Anglicized Irish surname from Gaelic family forms such as Ó Caffraigh, retained today mainly as a family-name given name.
Caffrey traces its roots to the Irish surname Ó Cafaraigh, an anglicization of the Gaelic personal name Cafarach, which itself may derive from the Old Irish word for goat herder or from a Proto-Celtic root associated with battle readiness. The name was concentrated in the historic province of Connacht, particularly County Roscommon, where the Ó Cafaraigh sept held lands before the Tudor-era displacements reshuffled Irish clan territories.

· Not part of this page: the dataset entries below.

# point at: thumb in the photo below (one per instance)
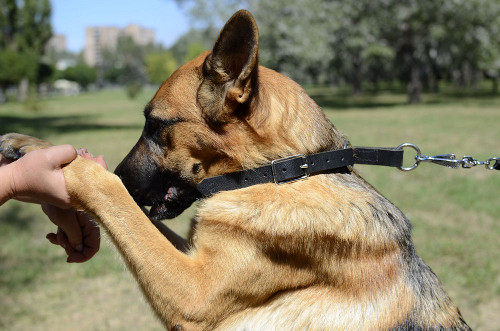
(62, 154)
(66, 220)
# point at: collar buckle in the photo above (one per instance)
(285, 169)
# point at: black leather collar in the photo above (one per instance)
(300, 167)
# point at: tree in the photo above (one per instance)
(82, 74)
(160, 65)
(25, 29)
(341, 41)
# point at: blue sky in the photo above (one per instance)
(71, 17)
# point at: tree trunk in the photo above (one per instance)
(415, 85)
(357, 75)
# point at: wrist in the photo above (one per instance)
(6, 184)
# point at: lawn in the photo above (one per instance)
(455, 213)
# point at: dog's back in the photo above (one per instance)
(341, 252)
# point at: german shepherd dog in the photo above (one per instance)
(325, 253)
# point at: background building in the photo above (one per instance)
(99, 38)
(57, 43)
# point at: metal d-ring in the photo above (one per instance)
(417, 157)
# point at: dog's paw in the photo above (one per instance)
(15, 145)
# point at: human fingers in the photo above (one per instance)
(38, 175)
(91, 239)
(67, 221)
(83, 152)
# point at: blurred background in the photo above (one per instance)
(384, 71)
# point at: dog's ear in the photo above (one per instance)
(230, 71)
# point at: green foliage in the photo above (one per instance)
(419, 43)
(133, 89)
(194, 49)
(160, 65)
(15, 66)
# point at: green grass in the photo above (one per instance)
(455, 213)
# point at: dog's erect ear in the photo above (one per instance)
(230, 71)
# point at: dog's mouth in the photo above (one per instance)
(169, 204)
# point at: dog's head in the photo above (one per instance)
(217, 114)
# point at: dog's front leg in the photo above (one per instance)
(175, 284)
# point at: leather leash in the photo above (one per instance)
(301, 166)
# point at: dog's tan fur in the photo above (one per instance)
(326, 253)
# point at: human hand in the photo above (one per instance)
(37, 176)
(77, 233)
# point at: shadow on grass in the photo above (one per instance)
(343, 101)
(346, 103)
(42, 126)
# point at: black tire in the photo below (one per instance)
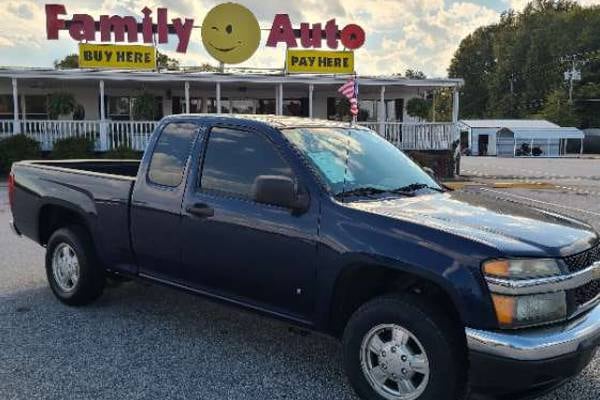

As Irish emigration carried surnames across the Atlantic in the 18th and 19th centuries, Caffrey became embedded in Irish-American communities from Boston to Chicago, eventually developing a second life as a given name — a practice common among Irish diaspora families honoring maternal lineage or beloved family surnames. The name carries the robust, consonant-heavy music characteristic of Gaelic naming traditions. In contemporary culture, Caffrey received a significant pop-culture boost from the character Neal Caffrey in the USA Network series White Collar (2009–2014), a charming con-artist-turned-FBI-consultant whose charisma made the name feel both sophisticated and roguish. Today Caffrey sits comfortably in the modern trend of surname-as-first-name, appealing to parents who want something distinctly Irish without reaching for the more saturated Aidan or Declan.